JAZZ AT BERLIN PHILHARMONIC – MEDITERRANEO
(ACT/Planet)
8.5/10
Collaborations between jazz musicians and orchestras generally flatter neither party. The classical players, who signed on to perform Mozart and Mahler, are reduced to playing lame backgrounds, while the jazz players are straightjacketed by the surrounding inflexibility. This album breaks that mould, in the process drawing together Italian music ranging from Monteverdi to Rota, Morricone, Rossini, Leoncavallo and Puccini. The stars align with the right arranger/conductor (Norway’s Geir Lysne), the right orchestra (Berlin Philharmonic), the right featured guest (the exceptional French accordionist Vincent Peirani) and the right jazz trio (pianist Stefano Bollani, bassist Jesper Bodilsen and drummer Martin Lund).

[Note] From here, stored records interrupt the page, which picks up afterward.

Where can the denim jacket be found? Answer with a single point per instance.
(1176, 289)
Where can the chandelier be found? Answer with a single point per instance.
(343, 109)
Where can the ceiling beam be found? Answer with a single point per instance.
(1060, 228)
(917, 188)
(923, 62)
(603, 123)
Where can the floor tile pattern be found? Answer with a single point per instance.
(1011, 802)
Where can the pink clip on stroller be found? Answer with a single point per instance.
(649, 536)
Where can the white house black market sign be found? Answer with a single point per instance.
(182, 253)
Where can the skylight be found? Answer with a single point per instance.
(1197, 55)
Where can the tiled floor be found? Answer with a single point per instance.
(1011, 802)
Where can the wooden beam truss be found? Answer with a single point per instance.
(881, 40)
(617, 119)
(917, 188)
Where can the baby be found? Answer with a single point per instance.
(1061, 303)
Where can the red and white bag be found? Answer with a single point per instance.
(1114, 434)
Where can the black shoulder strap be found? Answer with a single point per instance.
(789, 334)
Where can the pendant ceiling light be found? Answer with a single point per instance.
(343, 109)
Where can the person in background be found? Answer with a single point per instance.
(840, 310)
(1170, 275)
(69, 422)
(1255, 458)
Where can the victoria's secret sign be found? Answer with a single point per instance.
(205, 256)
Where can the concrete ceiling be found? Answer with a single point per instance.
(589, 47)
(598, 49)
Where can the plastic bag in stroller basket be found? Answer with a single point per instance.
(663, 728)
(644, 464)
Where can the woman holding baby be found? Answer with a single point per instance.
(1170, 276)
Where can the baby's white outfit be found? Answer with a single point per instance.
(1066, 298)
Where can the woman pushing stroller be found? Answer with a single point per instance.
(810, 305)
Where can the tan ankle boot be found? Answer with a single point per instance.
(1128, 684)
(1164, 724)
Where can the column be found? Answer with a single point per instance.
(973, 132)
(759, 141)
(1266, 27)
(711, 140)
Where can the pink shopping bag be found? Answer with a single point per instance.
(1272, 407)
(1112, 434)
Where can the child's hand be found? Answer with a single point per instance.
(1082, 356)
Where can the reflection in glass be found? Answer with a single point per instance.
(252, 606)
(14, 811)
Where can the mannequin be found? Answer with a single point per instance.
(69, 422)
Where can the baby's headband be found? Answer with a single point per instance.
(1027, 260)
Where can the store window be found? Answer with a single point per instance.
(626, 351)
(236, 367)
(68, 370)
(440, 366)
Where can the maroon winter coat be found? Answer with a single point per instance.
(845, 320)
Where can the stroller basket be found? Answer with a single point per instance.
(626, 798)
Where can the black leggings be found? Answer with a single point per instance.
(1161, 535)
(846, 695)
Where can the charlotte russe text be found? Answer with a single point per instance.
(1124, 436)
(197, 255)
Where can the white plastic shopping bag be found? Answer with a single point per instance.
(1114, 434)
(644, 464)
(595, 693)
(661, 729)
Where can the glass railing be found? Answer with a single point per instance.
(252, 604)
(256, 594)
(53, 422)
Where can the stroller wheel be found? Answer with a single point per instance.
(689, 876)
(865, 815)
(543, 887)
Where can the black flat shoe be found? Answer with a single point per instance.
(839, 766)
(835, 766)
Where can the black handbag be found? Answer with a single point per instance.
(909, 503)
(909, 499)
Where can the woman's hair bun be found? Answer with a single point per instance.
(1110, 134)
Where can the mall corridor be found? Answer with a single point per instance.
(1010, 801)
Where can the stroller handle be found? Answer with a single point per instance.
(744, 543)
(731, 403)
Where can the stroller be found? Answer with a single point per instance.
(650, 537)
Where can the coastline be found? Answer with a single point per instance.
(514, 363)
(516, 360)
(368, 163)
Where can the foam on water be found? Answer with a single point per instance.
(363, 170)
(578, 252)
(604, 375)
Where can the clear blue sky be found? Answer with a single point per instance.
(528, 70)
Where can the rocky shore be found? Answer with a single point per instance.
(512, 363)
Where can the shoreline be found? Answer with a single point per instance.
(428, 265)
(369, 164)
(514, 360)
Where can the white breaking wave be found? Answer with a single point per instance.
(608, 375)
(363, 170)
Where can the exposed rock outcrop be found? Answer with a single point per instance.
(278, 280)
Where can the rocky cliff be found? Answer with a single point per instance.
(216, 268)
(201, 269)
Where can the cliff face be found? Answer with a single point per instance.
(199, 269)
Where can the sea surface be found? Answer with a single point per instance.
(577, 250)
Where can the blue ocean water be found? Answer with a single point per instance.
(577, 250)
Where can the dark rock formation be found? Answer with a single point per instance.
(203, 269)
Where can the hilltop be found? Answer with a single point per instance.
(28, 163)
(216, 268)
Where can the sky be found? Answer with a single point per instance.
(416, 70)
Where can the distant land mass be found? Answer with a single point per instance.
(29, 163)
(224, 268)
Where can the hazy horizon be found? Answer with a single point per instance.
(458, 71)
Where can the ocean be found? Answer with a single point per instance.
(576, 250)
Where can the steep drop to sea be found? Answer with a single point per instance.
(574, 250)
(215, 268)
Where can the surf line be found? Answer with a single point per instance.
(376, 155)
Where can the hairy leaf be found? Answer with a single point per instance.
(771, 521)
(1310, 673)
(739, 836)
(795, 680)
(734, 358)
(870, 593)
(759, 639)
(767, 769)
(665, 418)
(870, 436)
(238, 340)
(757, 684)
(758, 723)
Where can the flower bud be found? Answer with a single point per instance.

Bollani is not only among the most captivating pianists alive, he is probably jazz’s most effervescent musician on any instrument, and he digs the playfulness out of Rota’s Amacord and Rossini’s Largo al factotum with all the joy of a child in a sandpit. Meanwhile Lysne gives the 14 august orchestra members meaty arrangements that amplify the improvising flair rather than constraining it. If you ever doubted the truth that all music is one, this will convince you.